124. The method of any one of claims 119-123, wherein the first computer system is in communication with one or more output devices, the method further comprising: after detecting the request corresponding to transferring content between the first computer system and the second computer system, outputting, via one or more output devices, an indication that the content has been transferred.

125. The method of any one of claims 119-124, wherein the portion of the first computer system moves laterally, via the movement component, while the portion of the first computer system moves toward the second computer system.

126. The method of any one of claims 119-125, wherein the portion of the first computer system rotates, via the movement component, while the portion of the first computer system moves toward the second computer system.
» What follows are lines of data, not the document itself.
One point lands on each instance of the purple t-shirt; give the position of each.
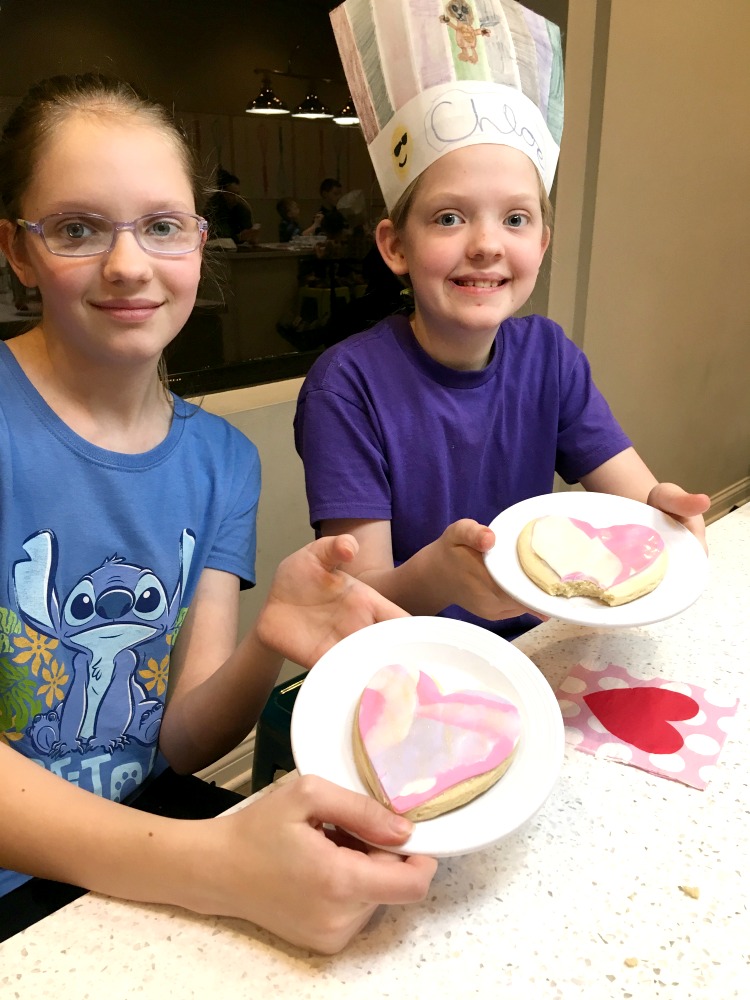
(385, 432)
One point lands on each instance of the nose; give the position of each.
(486, 241)
(114, 603)
(127, 260)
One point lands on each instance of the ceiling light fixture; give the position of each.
(267, 103)
(347, 115)
(312, 107)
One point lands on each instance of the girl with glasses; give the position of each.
(127, 529)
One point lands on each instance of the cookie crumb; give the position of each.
(690, 890)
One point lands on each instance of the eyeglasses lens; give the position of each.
(86, 235)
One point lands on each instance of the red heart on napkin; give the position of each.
(639, 716)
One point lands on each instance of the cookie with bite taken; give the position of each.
(568, 557)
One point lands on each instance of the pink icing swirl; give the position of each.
(421, 742)
(635, 545)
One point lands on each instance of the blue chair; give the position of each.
(273, 747)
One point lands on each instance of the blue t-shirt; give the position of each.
(387, 433)
(100, 554)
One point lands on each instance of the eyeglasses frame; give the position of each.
(117, 227)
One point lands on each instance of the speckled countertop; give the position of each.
(583, 902)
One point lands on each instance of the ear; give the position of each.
(391, 247)
(12, 245)
(546, 238)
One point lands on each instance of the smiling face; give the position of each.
(472, 245)
(124, 306)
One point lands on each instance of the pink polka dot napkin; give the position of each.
(670, 728)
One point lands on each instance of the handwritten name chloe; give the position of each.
(457, 118)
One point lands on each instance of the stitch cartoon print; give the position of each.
(109, 613)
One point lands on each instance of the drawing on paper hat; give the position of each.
(429, 76)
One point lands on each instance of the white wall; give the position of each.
(265, 413)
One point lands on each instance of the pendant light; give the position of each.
(347, 115)
(312, 107)
(267, 103)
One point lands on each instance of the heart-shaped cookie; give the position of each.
(568, 557)
(641, 716)
(422, 752)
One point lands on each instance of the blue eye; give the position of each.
(448, 220)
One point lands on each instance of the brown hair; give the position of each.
(50, 103)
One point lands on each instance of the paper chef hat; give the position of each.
(429, 76)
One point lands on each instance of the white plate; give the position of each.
(459, 656)
(683, 583)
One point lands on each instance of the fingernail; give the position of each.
(401, 825)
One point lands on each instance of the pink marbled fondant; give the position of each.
(421, 742)
(635, 548)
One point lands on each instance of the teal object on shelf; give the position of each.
(273, 745)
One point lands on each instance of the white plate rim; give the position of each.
(683, 583)
(335, 684)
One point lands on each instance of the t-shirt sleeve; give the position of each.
(234, 547)
(588, 433)
(338, 437)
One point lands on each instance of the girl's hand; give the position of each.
(312, 604)
(285, 872)
(687, 508)
(458, 555)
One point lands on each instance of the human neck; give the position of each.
(120, 409)
(472, 353)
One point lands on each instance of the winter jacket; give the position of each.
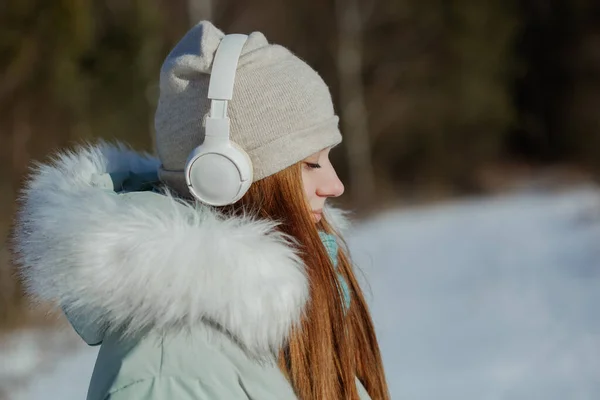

127. The method of any one of claims 119-126, wherein the first computer system is in an environment with the second computer system and a third computer system, different from the first computer system and the second computer system, the method further comprising: while the first computer system is in the environment with the second computer system and the third computer system, detecting a request corresponding to transferring content between the first computer system and a respective computer system; and in response to detecting the request corresponding to transferring content between the first computer system and the respective computer system and in accordance with a determination that the respective computer system is the second computer system, moving, via the movement component, the portion of the first computer system toward the second computer system without moving the portion of the first computer system toward the third computer system.

128. The method of claim 127, further comprising: in response to detecting the request corresponding to transferring content between the first computer system and the respective computer system, moving, via the movement component, the portion of the first computer system toward the third computer system without moving the portion of the first computer system toward the second computer system.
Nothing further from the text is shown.